SQL Transactions

Transactions in SQL Server are very useful, however I have come across that not many people use them. Not sure why this could be, so thought I would share how transactions work and the different modes.

A transaction is a single unit of work. If a transaction is successful, all of the data modifications made during the transaction are committed and become a permanent part of the database. If a transaction encounters errors and must be canceled or rolled back, then all of the data modifications are erased.

SQL Server operates in the following transaction modes:
Autocommit transactions
Each individual statement is a transaction.

Explicit transactions
Each transaction is explicitly started with the BEGIN TRANSACTION statement and explicitly ended with a COMMIT or ROLLBACK statement.

Implicit transactions
A new transaction is implicitly started when the prior transaction completes, but each transaction is explicitly completed with a COMMIT or ROLLBACK statement.

Batch-scoped transactions
Applicable only to multiple active result sets (MARS), a Transact-SQL explicit or implicit transaction that starts under a MARS session becomes a batch-scoped transaction. A batch-scoped transaction that is not committed or rolled back when a batch completes is automatically rolled back by SQL Server.

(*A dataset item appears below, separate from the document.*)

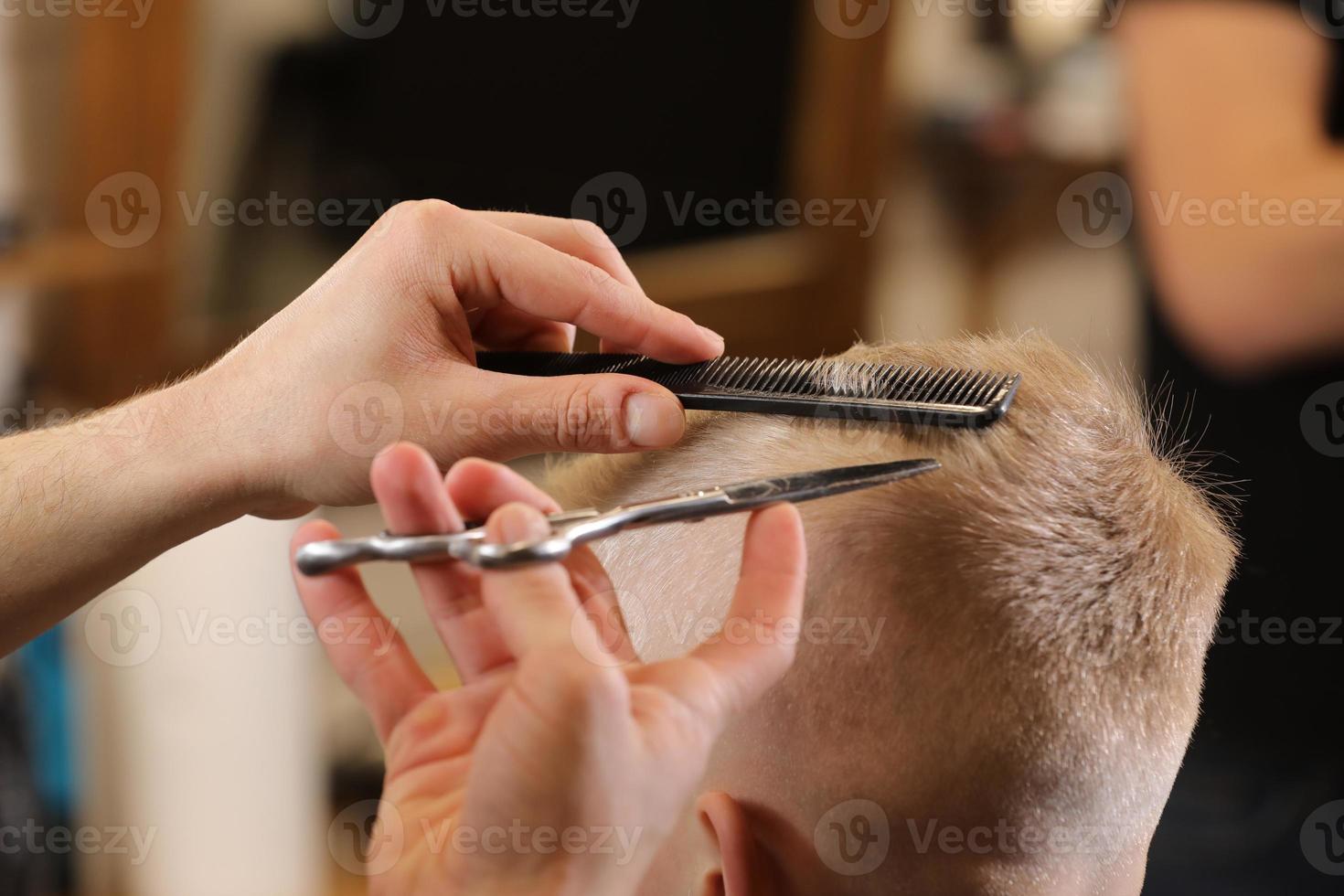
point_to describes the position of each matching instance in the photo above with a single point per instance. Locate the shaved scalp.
(1012, 641)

From my experience Explicit transactions are the most commonly used out of all the different modes.

Distributed Transactions:
You can use Distributed transactions which specifies the start of a SQL distributed transaction managed by Microsoft Distributed Transaction Coordinator (MS DTC). This is only applicable to SQL Server and no Azure. Transaction-level snapshot isolation does not support distributed transactions.

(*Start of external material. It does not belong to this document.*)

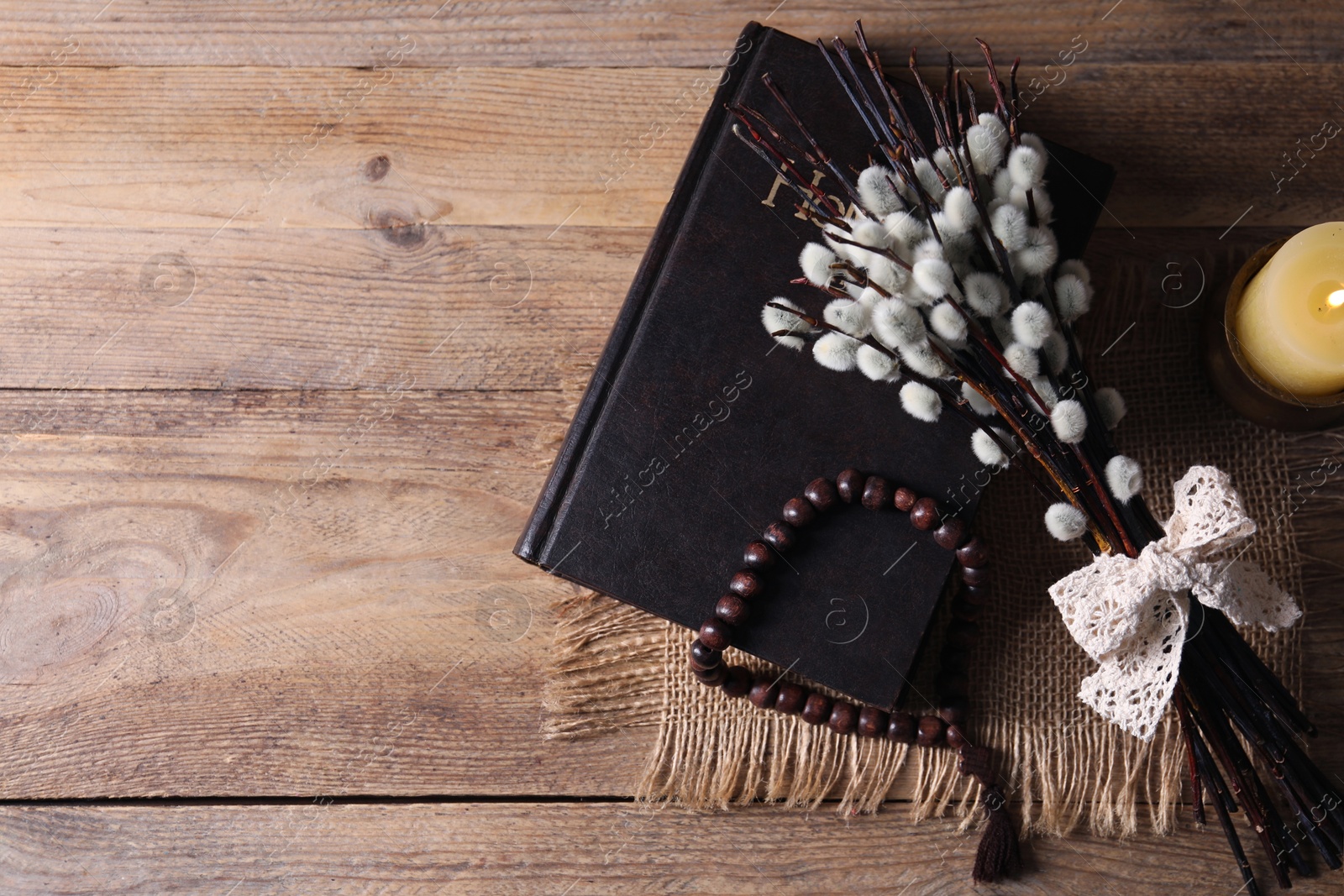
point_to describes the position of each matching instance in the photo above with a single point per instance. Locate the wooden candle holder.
(1245, 390)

Is a user-defined transaction name used to track the distributed transaction within MS DTC utilities. transaction_name must conform to the rules for identifiers and must be <= 32 characters.

Is the name of a user-defined variable containing a transaction name used to track the distributed transaction within MS DTC utilities. The variable must be declared with a char, varchar, nchar, or nvarchar data type.

The instance of the SQL Server Database Engine executing the BEGIN DISTRIBUTED TRANSACTION statement is the transaction originator and controls the completion of the transaction. When a subsequent COMMIT TRANSACTION or ROLLBACK TRANSACTION statement is issued for the session, the controlling instance requests that MS DTC manage the completion of the distributed transaction across all of the instances involved.

For example, if BEGIN DISTRIBUTED TRANSACTION is issued on ServerA, the session calls a stored procedure on ServerB and another stored procedure on ServerC. The stored procedure on ServerC executes a distributed query against ServerD, and then all four computers are involved in the distributed transaction. The instance of the Database Engine on ServerA is the originating controlling instance for the transaction.

USE AdventureWorks2012;  
-- Delete candidate from local instance.  
DELETE AdventureWorks2012.HumanResources.JobCandidate  
    WHERE JobCandidateID = 13;  
-- Delete candidate from remote instance.  
DELETE RemoteServer.AdventureWorks2012.HumanResources.JobCandidate  
    WHERE JobCandidateID = 13;  

Begin Transaction
Marks the starting point of an explicit, local transaction. Explicit transactions start with the BEGIN TRANSACTION statement and end with the COMMIT or ROLLBACK statement. BEGIN TRANSACTION increments @@TRANCOUNT by 1.

BEGIN TRANSACTION represents a point at which the data referenced by a connection is logically and physically consistent. If errors are encountered, all data modifications made after the BEGIN TRANSACTION can be rolled back to return the data to this known state of consistency. Each transaction lasts until either it completes without errors and COMMIT TRANSACTION is issued to make the modifications a permanent part of the database, or errors are encountered and all modifications are erased with a ROLLBACK TRANSACTION statement.

Although BEGIN TRANSACTION starts a local transaction, it is not recorded in the transaction log until the application subsequently performs an action that must be recorded in the log, such as executing an INSERT, UPDATE, or DELETE statement.

Naming multiple transactions in a series of nested transactions with a transaction name has little effect on the transaction. Only the first (outermost) transaction name is registered with the system. A rollback to any other name (other than a valid save point name) generates an error. None of the statements executed before the rollback is, in fact, rolled back at the time this error occurs. The statements are rolled back only when the outer transaction is rolled back.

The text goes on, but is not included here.